The Unsaid: Language-Dependence and the Loss of the Tacit
The Master, the Emissary, and the Machine: How AI is completing a centuries-long drift in thought, and how to keep thinking well alongside it. Article 3/5.
“The existence of a system of thought dependent on language automatically devalues whatever cannot be expressed in language; the process of reasoning discounts whatever cannot be reached by reasoning.”
Iain McGilchrist, The Master and His Emissary, p. 229
The series:
1. The Diagnosis: AI as the Emissary’s Triumph
2. The Structure: Decontextualization and the Loss of the Whole
3. The Unsaid: Language-Dependence and the Loss of the Tacit (this article)
4. The Author: Misplaced Confidence and the Loss of Accountability
5. The Human Stance: What “Human in the Loop” Should Actually Mean
A while back, I asked an AI to help me analyze a set of disclosures about adequate wages. The analysis was for a publication read by sustainability professionals, the same firms whose disclosures were being analyzed, who are also potentially clients.
The data was straightforward. Of about 100 companies I was looking at, a third made adequate wage commitments with substantive detail (specific living wage benchmarks, third-party validation, scope of coverage). A third made surface-level commitments that did not really say anything. A third were silent on the topic altogether.
The AI returned exactly what I asked for. The analysis was accurate, the categorization was crisp, the prose was articulate. The data points lined up. The argument flowed.
I read it once and felt something was off. I could not immediately say what.

Reading it a second time, slowly, I saw it.
The AI had used phrases like “answered an easier question,” “fall short of that requirement,” and implied many companies didn’t do the work the standard asked for. It had labeled the third group of companies, the ones that said nothing, as the “silent majority.”
At the start of my career, I probably would have been ok with the phrases – they are accurate. Now that I’ve built a brand and business in sustainability consulting – where trust and relationships are paramount – I cringe at the thought of my clients reading these words.
The first issue: tonal register
The first issue is the tonal register. “Answered an easier question” is the kind of thing you say about someone, not with them. It is the language of a journalist or an academic critic, not a consultant trying to earn trust with clients. Same with “fall short of that requirement” and assuming the companies haven’t tried to meet the requirements of the standard. Each one reads as a critique from outside the field. In a sustainability publication read by practitioners and the firms they advise, that tone lands as scolding. It puts the writer in the position of judge over the firms whose disclosures are being analyzed, many of whom are clients, partners, or peer organizations. Sharp analytical prose works fine in journalism. In a consulting publication, it sounds like preaching.
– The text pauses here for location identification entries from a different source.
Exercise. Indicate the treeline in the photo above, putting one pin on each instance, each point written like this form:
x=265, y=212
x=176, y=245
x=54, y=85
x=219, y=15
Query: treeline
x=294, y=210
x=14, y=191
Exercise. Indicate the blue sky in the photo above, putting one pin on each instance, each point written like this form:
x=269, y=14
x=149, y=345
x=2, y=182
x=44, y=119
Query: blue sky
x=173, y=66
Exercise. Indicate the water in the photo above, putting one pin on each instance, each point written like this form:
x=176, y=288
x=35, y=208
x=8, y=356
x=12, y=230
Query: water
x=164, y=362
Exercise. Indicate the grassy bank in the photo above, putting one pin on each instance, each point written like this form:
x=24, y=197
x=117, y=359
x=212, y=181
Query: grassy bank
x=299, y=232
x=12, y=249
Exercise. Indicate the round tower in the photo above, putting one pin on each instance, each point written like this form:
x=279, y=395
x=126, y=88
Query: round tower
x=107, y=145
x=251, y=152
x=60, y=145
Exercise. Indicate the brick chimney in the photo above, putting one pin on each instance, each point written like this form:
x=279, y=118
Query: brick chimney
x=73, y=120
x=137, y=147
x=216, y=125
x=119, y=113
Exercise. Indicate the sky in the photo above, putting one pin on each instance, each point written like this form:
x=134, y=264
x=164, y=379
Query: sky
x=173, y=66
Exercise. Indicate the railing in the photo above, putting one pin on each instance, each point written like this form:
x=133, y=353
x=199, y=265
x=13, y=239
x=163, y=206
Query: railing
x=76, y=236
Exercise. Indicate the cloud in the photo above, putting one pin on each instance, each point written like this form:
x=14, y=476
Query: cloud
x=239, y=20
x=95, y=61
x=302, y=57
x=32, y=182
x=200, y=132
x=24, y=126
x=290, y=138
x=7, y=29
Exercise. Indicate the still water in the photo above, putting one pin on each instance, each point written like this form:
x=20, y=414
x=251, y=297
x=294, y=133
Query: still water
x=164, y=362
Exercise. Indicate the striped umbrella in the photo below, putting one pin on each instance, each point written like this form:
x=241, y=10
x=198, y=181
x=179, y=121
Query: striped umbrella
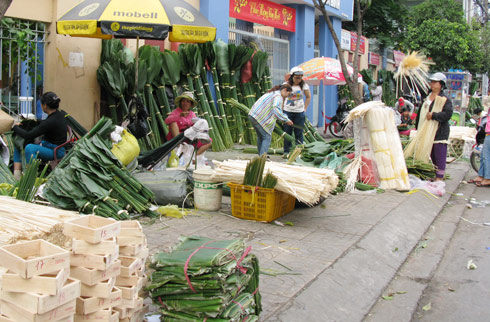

A consultant who understands the reality of corporate sustainability speaks differently. Varied practices fall along a maturity curve – many companies are starting out, rather than being moral failures. We want to use language that describes a stage in a journey rather than a deficiency. “Earlier in the process.” “Not yet at the level of substantive commitment.” “The work has yet to be developed in the detail the standard envisions.” Same data, different posture toward the reader. What changes is whether the reader receives the analysis as something they can work with or something they are being scolded for.
The second issue: a phrase misused
The second issue is the misuse of “silent majority.” A silent majority is not a group that says nothing. It is a group that is present in the discussion, that may even be the largest constituency, that does not make its position substantively known.
The companies that AI had labeled as the “silent majority” were not silent. They were a mix of companies with no content on adequate wages and companies with brief statements about adequate wages.
The AI had collapsed a distinction that practitioners would never collapse. A company that says nothing about adequate wages is a company that has deemed the issue not material to its business (and so the company is permitted to omit the content from its report). That is a meaningful position. It is a different position from a company that includes something on adequate wages, even if what it includes is broad and unsubstantive (“we pay an adequate wage” with no further detail). The first group is making an assessment: this issue is not material to us. The second group is making a claim without substance. Lumping them together under “silent majority” or any other single label flattens a critical distinction that informed readers would make.
What I sent back to the AI was a correction. Not a full rewrite, but an indication of what needed to change. Soften the tone. Treat absence as its own category, distinct from any disclosure. The “silent majority” label, if it was used at all, should refer specifically to companies present in the discussion but with broad, undeveloped statements. The companies that disclosed nothing on the relevant standard should be categorized as having made an assessment of non-materiality.
The AI did the rewrite. It was accurate, articulate, and something an experienced consultant can stand by.
The third issue: a regulatory reality the AI cannot see
The third issue is harder to spot because it lives in the world around the disclosures, not in the prose itself. The AI read words like “requirements” and “standards” and treated them at face value. It had no way to know what those words mean in practice at this particular moment.
The companies publishing these reports are in their first reporting cycles under the new standards. Regulators have publicly stated that the early years are about capability-building, not punishment. Auditors are issuing assurance opinions on disclosures that practitioners know are falling short of the substantive intent of the standard. The requirements exist on paper. In practice, what gets through is much softer than the text would suggest.
This is not cynicism, and it is not a critique of the regulators or assurance providers. It is a deliberate stance from the regulatory community: bring companies along, let the disclosure quality improve over the next several cycles, save enforcement for when the field has matured. The practitioner reading these reports knows this. They calibrate their tone, their criticism, and their framing accordingly. They would not describe a disclosure as “falling short of that requirement” in this moment, because the requirement, as it is being applied right now, is softer than that language implies.
The AI does not know any of it. It reads “the company has not met the requirement” as a hard statement of failure. It sees “fall short” as a binary diagnosis. The fact that the regulator is, right now, holding the door open for these same companies to improve over time and not penalizing them for not having done it yet is not in the tokens. It is in today’s context.
When the AI in the adequate wages analysis produced the language of “fall short of that requirement,” it was doing what its training data tells it to do: take the requirement as fixed, take the disclosure as measurable against it, produce the verdict. The practitioner reading the same data sees a soft regulatory moment, sees companies in the early stages of building their disclosure practice, and sees the field-level work as one of capability-building rather than judgment.
The trait at work
This is the second trait the series is diagnosing - language-dependence.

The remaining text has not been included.